How Could a No Deal Brexit Affect the High Street?

March 29 2019 is drawing nearer, and the government still has no clear plan or strategy on what an exit from the European Union looks like, despite having triggered Article 50 in 2017. One of the most common phrases being thrown around is the concept of a ‘no-deal Brexit’, and while vox pops on the news might cite citizens as urging the government to ‘get on with it’, there is still no tangible way this can happen.

The customs union, the single market, and the Irish backstop are just a few of the key points of contention, and a no-deal Brexit will see Britain crash out of all of them with no plan. But how could a no-deal Brexit affect the high street?

GBP Devalued

The GBP has already had a tumultuous journey since the Brexit vote resulted in 51.9% to leave the EU, as illustrated by the Brexit timeline, which shows decreases in the pound’s value at various points – including when Article 50 was triggered and when Theresa May lost a crucial vote for her Brexit deal. There is no doubt that when Britain leaves on 29 March, GBP will be at its lowest ebb compared to EUR and USD especially. Therefore, companies may lose value, as demonstrated by the FTSE 100.

Stock chart with stacked coins

The FTSE live shows the value of shares in companies in real time and helps to monitor how economies are faring and how certain sectors – including those pertinent to the high street – are doing. Following the FTSE live 100 chart will allow consumers to see how companies may take a hit from Brexit – and how this cost will reflect in price changes in conjunction with the current state of the currency, leading to uncertainty and unpredictability on the high street.

Prices Will Increase

Without access to the extensive trading bloc that comes with being an EU member state, Britain would revert to WTO (World Trade Organisation) rules. This means that tariffs – taxes on imports – and quotas – limits on goods traded – will be affected. Under the EU, Britain pays 2.6% for non-agricultural products, while WTO rules can tax as much as 10% for cars and car parts – which could explain why Nissan recently pulled out of Sunderland for their latest model build.

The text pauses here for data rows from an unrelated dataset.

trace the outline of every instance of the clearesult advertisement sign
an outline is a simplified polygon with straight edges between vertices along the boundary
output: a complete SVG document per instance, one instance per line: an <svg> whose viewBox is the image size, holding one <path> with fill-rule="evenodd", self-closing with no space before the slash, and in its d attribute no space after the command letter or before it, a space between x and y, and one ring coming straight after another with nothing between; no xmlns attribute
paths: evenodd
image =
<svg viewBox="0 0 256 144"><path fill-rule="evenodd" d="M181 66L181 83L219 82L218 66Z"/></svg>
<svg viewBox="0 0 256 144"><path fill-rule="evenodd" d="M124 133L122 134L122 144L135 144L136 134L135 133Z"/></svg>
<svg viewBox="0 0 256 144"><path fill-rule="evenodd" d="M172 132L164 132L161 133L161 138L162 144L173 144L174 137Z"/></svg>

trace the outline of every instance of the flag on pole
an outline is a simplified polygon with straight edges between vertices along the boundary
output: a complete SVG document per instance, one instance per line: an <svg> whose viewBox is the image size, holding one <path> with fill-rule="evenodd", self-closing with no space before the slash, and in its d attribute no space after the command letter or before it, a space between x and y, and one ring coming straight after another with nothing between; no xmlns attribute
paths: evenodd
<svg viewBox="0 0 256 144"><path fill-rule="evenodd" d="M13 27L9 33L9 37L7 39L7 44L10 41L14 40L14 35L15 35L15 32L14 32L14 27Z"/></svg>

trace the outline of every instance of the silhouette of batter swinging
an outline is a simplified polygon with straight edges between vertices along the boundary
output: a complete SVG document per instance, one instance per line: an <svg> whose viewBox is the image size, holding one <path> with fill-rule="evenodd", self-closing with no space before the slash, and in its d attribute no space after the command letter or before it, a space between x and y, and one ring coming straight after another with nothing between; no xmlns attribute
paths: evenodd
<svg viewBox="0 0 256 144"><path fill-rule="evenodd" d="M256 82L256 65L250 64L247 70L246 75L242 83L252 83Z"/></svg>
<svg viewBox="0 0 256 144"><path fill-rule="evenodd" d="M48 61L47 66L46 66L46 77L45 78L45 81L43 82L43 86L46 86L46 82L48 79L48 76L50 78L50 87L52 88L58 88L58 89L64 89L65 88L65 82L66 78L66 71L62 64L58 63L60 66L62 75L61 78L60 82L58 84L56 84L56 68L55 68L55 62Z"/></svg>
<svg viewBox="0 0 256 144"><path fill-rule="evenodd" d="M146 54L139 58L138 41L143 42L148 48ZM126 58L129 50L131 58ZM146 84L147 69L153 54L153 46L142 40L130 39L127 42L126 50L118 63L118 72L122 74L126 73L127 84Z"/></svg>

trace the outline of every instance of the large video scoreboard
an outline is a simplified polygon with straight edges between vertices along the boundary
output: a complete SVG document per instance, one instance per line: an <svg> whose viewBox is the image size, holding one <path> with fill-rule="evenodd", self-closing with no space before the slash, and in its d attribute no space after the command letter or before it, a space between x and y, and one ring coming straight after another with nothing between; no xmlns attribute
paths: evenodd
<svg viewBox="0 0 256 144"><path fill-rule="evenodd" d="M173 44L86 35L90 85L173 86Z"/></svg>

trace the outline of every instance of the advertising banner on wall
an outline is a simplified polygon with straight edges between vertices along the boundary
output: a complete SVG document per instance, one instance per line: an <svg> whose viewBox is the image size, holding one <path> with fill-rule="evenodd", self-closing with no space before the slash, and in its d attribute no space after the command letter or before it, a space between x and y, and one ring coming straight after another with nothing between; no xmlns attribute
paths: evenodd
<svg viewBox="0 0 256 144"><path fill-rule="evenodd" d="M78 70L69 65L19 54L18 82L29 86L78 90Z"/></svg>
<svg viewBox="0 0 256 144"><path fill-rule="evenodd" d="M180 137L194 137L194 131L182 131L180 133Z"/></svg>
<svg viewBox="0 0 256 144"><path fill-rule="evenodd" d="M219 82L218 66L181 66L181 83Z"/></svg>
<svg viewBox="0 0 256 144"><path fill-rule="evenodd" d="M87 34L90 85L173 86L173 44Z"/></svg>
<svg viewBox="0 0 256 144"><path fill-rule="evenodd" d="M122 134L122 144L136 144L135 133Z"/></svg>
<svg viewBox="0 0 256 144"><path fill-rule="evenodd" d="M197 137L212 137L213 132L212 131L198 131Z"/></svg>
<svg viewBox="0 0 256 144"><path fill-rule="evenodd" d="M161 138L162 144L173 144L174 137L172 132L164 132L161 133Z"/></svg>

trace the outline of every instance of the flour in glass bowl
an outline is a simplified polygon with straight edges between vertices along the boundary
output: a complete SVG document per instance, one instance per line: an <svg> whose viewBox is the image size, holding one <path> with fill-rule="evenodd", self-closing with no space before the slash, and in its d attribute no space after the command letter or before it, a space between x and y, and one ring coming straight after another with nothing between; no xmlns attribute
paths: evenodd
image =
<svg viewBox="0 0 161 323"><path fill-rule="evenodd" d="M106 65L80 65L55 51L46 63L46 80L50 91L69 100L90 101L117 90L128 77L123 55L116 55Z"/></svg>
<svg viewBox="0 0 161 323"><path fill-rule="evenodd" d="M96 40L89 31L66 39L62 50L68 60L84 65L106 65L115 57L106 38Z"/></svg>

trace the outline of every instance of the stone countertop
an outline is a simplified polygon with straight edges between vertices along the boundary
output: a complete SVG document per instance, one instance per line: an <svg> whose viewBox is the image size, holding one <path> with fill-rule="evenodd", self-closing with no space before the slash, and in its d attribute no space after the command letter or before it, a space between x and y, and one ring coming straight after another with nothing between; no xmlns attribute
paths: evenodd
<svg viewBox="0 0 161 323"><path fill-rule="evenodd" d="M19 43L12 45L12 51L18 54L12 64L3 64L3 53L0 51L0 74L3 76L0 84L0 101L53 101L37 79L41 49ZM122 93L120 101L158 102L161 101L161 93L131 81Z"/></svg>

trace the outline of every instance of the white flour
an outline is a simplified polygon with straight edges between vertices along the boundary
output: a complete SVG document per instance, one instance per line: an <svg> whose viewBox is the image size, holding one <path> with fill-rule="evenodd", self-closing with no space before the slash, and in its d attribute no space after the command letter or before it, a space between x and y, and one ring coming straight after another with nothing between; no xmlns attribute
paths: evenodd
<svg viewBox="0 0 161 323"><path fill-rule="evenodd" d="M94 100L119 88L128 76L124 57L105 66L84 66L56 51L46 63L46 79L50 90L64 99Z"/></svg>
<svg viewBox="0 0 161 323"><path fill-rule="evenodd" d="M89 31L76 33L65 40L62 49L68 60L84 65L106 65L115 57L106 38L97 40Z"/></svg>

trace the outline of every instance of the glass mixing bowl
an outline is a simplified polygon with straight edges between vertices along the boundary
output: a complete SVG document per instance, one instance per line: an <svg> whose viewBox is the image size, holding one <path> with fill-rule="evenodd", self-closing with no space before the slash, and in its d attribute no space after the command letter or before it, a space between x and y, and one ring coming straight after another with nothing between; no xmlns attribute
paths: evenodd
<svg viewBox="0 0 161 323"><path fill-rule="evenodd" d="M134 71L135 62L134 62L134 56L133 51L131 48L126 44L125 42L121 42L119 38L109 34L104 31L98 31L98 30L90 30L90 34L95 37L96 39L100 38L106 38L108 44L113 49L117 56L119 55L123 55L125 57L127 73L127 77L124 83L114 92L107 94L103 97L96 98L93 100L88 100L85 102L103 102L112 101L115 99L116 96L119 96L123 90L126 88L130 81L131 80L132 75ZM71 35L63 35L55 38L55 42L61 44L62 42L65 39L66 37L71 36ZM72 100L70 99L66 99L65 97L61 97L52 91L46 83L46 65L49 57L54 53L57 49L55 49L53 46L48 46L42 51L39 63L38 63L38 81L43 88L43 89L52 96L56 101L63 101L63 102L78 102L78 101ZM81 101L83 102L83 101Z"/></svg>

This doesn’t even cover the fact that no plans for the lengthier port checks will lead to goods rotting in lorries and huge backlogs with no plans in place for the 10,000 lorries that cross the port of Dover daily. Overall, higher tariffs for importers will likely be passed on to the consumers in some way to maintain profitability, meaning prices for many things are likely to increase. Supply and demand will also see that products that have no problem with tariffs or transport may see price increases due to the high demand for fresh food.

A busy shopping mall

The Spirit of the High Street

Having said this, examples of positivity for the high street can be seen in the camaraderie that they are exhibiting by banding together. For example, in York, a group of independent businesses has banded together to show the power of the high street, as well as the benefits of shopping locally and thinking of the environment and small businesses. If we’re unable to purchase from overseas due to prices or lose access to any of the goods should transport become an issue, people will be forced to think local and shop from sustainable local sources.

If nothing else, a no-deal Brexit will remove some of the power and monopoly that major corporations have and give some of the market back to the smaller, local growers and makers.

With GBP dropping and prices increasing, all signs are pointing to tough economic times ahead. The facts, figures, and expert advice don’t bode well in any Brexit scenario, especially for the high street. However, with a greater focus on domestic agriculture and manufacturing, there may be at least one silver lining to a no-deal Brexit.